Bernadette Wegenstein, Laura Di Bianco, Lauren Benjamin Mushro, Rie Karatsu, Lúcia Monteiro, Patricia White, and Livia Bloom
Radical Equalities and Global Feminist Filmmaking - An Anthology’s main objective is to exhibit and unveil the fruit of the growing movement of feminist filmmakers around the world through interviews with current filmmakers themselves and through critical analysis of the works of these filmmakers. Every filmmaker we examine tells their own story about radical equality from a place that they have lived, are drawing from, or have imagined. The common theme in all of the films of our selected filmmakers is the obligation they feel towards the oppressed and the resulting ethics of interdependence their films exhibit.
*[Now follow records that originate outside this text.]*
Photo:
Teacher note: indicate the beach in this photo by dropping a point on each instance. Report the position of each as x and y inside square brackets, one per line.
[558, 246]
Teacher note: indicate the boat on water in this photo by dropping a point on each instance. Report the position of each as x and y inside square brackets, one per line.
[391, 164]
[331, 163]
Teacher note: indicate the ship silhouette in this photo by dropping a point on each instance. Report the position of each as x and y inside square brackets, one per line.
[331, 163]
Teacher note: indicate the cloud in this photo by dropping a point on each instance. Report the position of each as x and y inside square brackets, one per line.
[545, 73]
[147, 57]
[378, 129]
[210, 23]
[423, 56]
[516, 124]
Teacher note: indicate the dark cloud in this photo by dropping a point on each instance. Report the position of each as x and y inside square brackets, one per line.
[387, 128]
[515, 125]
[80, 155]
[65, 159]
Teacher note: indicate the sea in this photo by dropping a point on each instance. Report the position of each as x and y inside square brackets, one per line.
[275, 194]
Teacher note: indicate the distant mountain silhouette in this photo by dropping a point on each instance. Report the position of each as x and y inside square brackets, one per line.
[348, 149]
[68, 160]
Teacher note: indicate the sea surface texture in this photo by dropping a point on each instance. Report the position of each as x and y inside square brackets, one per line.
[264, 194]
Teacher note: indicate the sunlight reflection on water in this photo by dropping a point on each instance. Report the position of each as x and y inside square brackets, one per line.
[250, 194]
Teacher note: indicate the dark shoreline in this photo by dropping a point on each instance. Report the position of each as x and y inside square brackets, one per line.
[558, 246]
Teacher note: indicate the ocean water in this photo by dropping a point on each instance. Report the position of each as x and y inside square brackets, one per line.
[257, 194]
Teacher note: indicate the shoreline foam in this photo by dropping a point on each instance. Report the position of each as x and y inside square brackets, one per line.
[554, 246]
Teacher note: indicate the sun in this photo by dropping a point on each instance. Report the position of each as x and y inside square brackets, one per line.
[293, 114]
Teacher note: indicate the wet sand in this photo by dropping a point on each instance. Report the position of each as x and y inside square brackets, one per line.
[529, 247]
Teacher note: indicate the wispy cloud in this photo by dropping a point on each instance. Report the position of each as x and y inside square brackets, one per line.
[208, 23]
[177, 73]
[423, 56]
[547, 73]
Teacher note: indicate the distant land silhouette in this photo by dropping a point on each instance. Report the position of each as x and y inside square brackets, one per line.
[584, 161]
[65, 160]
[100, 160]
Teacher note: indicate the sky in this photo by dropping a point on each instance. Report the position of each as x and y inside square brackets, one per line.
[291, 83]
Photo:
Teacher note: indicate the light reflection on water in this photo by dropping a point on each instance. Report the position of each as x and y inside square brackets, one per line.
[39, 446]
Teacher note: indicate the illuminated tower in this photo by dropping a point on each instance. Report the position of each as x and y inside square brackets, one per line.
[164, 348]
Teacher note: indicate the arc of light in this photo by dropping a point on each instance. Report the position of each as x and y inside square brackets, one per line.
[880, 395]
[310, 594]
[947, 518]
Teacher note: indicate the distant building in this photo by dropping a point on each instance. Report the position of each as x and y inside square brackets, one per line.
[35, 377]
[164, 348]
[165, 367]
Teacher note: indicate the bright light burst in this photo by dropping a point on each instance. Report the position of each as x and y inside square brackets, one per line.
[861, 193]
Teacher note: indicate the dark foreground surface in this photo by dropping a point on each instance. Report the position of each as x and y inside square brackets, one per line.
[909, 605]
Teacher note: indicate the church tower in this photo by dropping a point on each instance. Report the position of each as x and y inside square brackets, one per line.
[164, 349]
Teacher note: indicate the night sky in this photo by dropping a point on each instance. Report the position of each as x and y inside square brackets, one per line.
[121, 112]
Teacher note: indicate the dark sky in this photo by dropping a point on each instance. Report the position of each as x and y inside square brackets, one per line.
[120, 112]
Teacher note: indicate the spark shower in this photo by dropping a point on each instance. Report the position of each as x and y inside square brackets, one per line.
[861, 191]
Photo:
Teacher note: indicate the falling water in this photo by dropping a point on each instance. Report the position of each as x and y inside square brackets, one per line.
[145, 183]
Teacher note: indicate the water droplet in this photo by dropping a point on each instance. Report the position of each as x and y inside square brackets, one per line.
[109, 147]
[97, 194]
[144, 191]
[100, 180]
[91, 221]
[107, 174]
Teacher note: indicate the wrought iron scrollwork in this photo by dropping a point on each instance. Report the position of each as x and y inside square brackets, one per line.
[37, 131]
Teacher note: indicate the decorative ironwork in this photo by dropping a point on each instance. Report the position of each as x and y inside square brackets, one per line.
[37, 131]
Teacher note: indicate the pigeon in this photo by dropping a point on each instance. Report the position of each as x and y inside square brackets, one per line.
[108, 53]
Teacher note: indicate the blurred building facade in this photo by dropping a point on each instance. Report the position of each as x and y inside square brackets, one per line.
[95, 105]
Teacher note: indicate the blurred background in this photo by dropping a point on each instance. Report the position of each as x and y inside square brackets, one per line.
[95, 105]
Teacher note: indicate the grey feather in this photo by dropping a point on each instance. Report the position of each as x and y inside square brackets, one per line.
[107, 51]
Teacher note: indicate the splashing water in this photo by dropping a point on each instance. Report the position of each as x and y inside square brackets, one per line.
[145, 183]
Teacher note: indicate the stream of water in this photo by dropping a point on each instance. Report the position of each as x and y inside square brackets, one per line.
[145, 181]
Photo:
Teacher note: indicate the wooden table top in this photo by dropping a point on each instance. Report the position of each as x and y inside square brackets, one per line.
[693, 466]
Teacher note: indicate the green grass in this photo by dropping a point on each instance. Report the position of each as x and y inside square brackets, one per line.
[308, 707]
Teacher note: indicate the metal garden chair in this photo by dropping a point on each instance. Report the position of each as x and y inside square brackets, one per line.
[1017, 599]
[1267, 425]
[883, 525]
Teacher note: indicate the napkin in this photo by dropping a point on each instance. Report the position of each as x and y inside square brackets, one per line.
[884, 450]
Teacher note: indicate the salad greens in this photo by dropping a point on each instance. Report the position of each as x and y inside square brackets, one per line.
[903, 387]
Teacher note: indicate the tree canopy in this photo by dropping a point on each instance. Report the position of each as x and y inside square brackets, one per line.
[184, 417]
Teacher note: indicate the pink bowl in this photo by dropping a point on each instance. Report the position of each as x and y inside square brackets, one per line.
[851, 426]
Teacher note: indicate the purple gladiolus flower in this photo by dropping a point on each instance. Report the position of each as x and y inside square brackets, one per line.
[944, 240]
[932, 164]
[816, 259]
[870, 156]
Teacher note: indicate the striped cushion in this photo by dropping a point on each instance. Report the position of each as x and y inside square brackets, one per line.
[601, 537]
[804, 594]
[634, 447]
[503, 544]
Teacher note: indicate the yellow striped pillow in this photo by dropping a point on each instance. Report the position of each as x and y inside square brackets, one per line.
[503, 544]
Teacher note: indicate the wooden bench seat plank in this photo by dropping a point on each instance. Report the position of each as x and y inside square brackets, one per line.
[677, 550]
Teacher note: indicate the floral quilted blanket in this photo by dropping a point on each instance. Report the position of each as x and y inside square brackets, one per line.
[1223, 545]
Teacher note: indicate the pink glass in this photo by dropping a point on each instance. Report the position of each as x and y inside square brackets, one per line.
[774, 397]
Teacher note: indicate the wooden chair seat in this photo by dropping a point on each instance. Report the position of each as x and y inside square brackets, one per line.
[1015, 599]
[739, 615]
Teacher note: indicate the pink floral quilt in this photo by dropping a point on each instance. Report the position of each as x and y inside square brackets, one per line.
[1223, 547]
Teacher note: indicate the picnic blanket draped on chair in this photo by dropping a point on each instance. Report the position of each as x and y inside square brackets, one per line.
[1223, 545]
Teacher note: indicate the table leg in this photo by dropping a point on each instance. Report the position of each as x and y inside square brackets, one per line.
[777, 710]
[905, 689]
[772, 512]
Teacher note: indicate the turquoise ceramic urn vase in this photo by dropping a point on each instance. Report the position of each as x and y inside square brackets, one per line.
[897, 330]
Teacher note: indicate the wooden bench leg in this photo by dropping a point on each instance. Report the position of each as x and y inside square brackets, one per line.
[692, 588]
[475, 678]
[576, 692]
Some films give voice to those who are suffering in the shadows, or have been silenced and murdered because of their political orientation and work; some films showcase vulnerable identities (especially gender identities) because the characters are inter-sex, transgender, of a marginalised class and skin color, are being forced into a split identity because of a colonial history, or because they are living in a part of the world from which they cannot escape. Other films highlight the feminist experience of lesbian love and its constraints or revolutions, the experience of motherhood, and the question of origin in all of its complexities. The authors have, to date, conducted 16 interviews with filmmakers from around the world who, in very different ways - at times with comic relief , at times by pointing the cameras back at themselves, at times by inviting the viewer to grieve with them - question radical equality and vulnerability. We have selected these films on the basis of their unique stories and story-telling style, and their diverse points of view referencing different socio-political historical realities around the world. Each of them has one, if not several, female, intersex or non binary characters as their leads; each of them engage us with the question of feminism in a political way that highlights our obligation toward the character and her lived experience. Each of them focuses on “interdependence” as an aesthetic and cinematic principle. But what is most important is the fact that each filmmaker will be able to describe how they found their access and inspiration for their story, and how the film reflects on their own lived experience that is socio-economically and historically determined.